I_{XX} = I_{NN} + Ad^{2}

I_{XX} = 2000 | A = 80 | d = 4.2

2000 = I_{NN} + 80 x 4.2²^{2}

I_{NN} = 611

The length of the plane of interest - shaded area = 8.64 - using similar triangles

Shaded area = (4.2/2)(12 + 8.64) = 43.3

Distance to the centroid of shaded area = 2.3

Q = ȳA = 2.3 x 43.3 = 99.7

τ = VQ/It

V = 120 Q = 99.7 I = 611 t = 8.64

τ = 120 x 99.7 /(611 x 8.64)

τ = 2.2 units

The two values in e.g.6 and e.g.7 are approximately equal, confirming the fact that maximum shear stress occurs close to the neutral axis.

**Food for thought:**

The above wooden beam has been subjected to shear forces. How do you account for the splitting closer to the middle axis?

**E.g.8**

A cantilever beam is fixed to a wall. Its length is 5m and the dimensions of the cross section are 120mm and 80mm. A force of 25 kN is applied at the free end as shown below. Calculate the sheer stress at the following points from the top of the cross section. Hence find the maximum shear stress and point where it takes place at. Sketch a graph to show how
the shear stress varies with the distance from the top, clearly showing the maximum stress.

- 20mm
- 40mm
- 60 mm
- 70 mm

τ = VQ/It

For a rectangular cross section, τ = (6V/bh^{3})(h²/4 - z²)

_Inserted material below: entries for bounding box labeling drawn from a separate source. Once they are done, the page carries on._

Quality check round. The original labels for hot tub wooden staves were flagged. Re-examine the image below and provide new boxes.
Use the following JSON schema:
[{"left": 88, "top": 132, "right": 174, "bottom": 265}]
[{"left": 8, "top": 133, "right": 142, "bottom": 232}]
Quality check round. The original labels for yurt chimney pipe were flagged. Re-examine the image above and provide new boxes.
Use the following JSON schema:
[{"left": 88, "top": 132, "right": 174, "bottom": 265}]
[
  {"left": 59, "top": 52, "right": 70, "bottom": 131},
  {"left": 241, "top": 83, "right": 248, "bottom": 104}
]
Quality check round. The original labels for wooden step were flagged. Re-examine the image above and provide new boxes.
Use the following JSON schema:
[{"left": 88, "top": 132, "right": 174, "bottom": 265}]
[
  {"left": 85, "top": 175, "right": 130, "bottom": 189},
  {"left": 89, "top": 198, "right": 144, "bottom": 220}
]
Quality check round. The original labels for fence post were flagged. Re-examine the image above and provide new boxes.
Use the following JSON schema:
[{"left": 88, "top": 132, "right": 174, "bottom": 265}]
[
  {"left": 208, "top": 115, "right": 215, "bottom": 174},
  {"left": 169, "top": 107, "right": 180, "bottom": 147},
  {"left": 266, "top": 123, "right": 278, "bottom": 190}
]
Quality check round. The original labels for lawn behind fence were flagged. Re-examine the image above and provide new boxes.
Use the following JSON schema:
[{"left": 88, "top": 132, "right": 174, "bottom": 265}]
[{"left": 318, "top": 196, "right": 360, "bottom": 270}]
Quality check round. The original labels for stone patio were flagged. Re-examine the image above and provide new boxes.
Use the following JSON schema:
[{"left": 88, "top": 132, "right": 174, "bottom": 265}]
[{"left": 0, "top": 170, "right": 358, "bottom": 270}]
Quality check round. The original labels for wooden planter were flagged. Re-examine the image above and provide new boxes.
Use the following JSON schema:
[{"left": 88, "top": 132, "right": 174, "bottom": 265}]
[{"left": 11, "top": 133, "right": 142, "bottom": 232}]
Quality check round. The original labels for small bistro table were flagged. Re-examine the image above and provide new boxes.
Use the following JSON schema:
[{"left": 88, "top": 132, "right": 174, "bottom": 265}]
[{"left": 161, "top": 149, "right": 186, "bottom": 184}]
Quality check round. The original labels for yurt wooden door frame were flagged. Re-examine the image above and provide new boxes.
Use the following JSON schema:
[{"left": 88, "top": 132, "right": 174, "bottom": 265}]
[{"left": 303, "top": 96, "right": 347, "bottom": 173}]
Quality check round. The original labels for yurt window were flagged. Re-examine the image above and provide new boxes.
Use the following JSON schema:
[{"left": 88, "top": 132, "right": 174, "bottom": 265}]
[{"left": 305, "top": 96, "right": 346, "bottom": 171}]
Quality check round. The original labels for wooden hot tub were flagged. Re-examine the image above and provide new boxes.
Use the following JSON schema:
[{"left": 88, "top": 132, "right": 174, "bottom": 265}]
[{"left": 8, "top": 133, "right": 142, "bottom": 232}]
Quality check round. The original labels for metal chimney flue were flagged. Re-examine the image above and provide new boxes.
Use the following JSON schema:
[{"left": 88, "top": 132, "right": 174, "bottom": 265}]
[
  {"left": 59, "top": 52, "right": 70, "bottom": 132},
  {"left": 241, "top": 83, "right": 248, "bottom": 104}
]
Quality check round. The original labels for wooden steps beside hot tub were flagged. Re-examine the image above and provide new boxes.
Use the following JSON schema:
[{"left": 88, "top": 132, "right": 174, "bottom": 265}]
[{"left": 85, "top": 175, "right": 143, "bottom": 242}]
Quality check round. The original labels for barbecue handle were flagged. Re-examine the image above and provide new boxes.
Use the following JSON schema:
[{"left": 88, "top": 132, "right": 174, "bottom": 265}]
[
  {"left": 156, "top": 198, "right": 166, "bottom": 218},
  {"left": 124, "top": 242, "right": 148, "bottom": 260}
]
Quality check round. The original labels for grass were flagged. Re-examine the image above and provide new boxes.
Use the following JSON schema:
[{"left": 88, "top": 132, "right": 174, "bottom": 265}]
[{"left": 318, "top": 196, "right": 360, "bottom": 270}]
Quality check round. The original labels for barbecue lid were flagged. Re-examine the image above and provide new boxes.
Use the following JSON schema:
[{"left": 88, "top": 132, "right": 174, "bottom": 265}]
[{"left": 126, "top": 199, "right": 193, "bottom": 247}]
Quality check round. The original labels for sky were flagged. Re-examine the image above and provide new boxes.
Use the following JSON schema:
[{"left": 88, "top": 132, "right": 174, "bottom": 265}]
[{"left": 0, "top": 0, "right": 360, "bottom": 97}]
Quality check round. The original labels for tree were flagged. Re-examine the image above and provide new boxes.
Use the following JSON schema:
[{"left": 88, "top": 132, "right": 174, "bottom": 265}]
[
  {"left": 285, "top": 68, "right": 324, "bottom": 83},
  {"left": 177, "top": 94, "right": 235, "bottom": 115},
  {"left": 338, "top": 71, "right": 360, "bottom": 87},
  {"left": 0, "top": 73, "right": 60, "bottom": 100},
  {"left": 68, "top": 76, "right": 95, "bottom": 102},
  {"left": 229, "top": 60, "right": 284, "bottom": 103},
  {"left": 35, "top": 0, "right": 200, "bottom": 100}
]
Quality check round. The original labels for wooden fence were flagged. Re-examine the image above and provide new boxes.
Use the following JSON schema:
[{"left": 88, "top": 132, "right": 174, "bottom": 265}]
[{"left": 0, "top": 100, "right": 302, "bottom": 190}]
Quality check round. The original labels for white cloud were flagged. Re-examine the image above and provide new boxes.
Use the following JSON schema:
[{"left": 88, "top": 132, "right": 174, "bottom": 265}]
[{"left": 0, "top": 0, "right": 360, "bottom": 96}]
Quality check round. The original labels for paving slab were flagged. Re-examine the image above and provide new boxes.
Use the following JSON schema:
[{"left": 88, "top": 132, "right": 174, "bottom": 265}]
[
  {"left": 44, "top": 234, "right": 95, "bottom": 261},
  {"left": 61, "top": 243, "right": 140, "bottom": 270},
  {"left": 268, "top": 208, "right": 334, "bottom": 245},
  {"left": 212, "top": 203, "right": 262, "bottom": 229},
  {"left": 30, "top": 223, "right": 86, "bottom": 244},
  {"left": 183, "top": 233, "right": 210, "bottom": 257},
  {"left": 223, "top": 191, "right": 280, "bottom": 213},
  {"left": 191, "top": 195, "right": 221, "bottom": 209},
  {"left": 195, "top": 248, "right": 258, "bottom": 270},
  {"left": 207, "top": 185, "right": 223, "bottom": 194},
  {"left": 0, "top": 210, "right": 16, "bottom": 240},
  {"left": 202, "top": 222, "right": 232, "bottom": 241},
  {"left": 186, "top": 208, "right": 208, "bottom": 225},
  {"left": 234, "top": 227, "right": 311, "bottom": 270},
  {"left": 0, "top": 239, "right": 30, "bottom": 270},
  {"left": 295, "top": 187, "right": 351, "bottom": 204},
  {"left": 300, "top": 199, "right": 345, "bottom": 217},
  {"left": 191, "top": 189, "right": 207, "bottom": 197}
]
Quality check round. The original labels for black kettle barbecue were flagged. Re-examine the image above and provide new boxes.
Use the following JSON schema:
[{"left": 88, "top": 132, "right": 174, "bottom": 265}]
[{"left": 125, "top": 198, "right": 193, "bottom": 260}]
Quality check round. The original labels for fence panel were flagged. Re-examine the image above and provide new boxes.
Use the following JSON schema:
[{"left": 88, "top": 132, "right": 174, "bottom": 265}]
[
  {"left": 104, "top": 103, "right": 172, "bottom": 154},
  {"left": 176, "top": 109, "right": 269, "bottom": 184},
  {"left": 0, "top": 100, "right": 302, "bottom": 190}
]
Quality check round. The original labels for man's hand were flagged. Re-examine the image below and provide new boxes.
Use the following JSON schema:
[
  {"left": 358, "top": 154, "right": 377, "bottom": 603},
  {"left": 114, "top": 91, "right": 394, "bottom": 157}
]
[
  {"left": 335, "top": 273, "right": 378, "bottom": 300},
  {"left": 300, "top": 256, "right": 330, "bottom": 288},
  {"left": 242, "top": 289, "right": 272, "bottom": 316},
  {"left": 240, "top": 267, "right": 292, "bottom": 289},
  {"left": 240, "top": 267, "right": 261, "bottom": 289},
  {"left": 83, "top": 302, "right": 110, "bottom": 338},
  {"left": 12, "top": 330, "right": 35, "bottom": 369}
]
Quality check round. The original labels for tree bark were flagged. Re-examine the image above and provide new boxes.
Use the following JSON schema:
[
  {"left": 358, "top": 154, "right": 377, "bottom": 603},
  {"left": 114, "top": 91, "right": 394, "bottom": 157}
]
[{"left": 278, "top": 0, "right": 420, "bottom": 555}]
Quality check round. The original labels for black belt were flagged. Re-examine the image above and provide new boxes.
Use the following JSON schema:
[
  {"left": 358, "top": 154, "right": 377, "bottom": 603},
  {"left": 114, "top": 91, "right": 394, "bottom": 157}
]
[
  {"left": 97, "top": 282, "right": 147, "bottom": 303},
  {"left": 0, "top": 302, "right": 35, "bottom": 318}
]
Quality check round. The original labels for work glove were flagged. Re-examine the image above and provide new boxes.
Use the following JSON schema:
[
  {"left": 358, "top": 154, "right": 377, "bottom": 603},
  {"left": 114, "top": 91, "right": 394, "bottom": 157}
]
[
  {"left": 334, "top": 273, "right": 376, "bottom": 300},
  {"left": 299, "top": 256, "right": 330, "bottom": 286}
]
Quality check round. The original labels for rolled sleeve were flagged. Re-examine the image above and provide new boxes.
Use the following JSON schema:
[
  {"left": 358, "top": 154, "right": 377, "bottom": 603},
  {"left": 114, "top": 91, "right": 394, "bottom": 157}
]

(6V/bh^{3}) = 2.44x10^{9} | h²/4 = 1.6x10^{-3}

1) z = -20 → z² = 4x10^{-4}

τ = 2.93 MPa

2) z = 0 → z² = 0

τ = 3.9 MPa

3) z = 20mm → z² = 4x10^{-4}

τ = 2.93 MPa

4) z = 30mm → z² = 9x10^{-4}

τ = 1.7 MPa

Maximum sheer stress = 3.9 MPa; it occurs, when z = 0.